In order to achieve the above object, the present invention provides the following technical solutions:

the invention provides a lysozyme reagent, which comprises the following components:

Sorbitol 0.8-1.1 mol/L

EDTA 10～20mol/L

Snail proteinase 5-60 mg/mL.

In some embodiments of the invention, the above-described bacteriolytic reagent comprises sorbitol 0.9mol/L.

In some embodiments of the invention, the above-described bacteriolytic reagent comprises EDTA 10mol/L.

In some embodiments of the invention, the above-described bacteriolytic reagent comprises 30mg/mL of snail protease.

The invention also provides a detection reagent, which comprises the following components:

1μM crRNA 20～200nM

10nM Cas12a protein 0.2-0.5 nM

1NM fluorescent reporter 0.1-0.5 nM

The volume ratio of 10 x buffer to ddH ₂ O is 1:6.

In some embodiments of the invention, the detection reagent comprises 1. Mu.M crRNA100nM.

In some embodiments of the invention, the detection reagent comprises 10nM of the Cas12a protein 0.5nM.

In some embodiments of the invention, the detection reagent comprises 1nM fluorescent reporter 0.1nM.

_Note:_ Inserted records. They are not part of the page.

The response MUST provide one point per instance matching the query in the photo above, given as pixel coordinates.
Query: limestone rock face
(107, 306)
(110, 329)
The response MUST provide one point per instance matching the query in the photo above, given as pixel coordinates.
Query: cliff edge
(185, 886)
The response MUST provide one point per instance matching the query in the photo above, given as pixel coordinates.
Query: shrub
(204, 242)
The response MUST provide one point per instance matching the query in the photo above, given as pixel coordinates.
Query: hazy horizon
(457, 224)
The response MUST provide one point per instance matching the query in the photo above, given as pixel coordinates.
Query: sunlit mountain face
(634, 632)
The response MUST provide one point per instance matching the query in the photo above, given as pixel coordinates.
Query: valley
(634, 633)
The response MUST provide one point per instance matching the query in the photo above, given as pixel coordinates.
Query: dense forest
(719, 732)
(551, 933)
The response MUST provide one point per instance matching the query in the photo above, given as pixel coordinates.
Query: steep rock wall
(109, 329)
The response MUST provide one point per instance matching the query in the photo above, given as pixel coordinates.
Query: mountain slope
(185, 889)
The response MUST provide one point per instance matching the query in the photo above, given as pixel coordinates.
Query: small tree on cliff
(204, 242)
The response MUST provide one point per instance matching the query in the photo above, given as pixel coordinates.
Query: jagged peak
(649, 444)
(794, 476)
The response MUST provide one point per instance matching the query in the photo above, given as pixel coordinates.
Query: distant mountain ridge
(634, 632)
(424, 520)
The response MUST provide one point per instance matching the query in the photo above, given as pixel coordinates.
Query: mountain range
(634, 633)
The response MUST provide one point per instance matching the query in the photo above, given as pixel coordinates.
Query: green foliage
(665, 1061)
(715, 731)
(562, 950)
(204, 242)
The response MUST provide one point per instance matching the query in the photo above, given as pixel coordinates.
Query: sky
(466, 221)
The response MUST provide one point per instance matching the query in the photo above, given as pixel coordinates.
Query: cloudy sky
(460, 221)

The invention also provides a method for designing the crRNA of the detection reagent, which comprises the step of selecting a base sequence of 20bp after a PAM locus TTTN on a target gene as a recognition sequence.

The invention also provides screening reagents, including the above-described bacteriolytic reagents and/or the above-described detection reagents.

The invention also provides a screening method of fungus colonies, which comprises the following steps:

s1: mixing the lysozyme and/or the lysozyme in the screening reagent with a sample to obtain a mixed bacterial solution;

S2: mixing the mixed bacterial liquid with the detection reagent and/or the detection reagent in the screening reagent, and detecting.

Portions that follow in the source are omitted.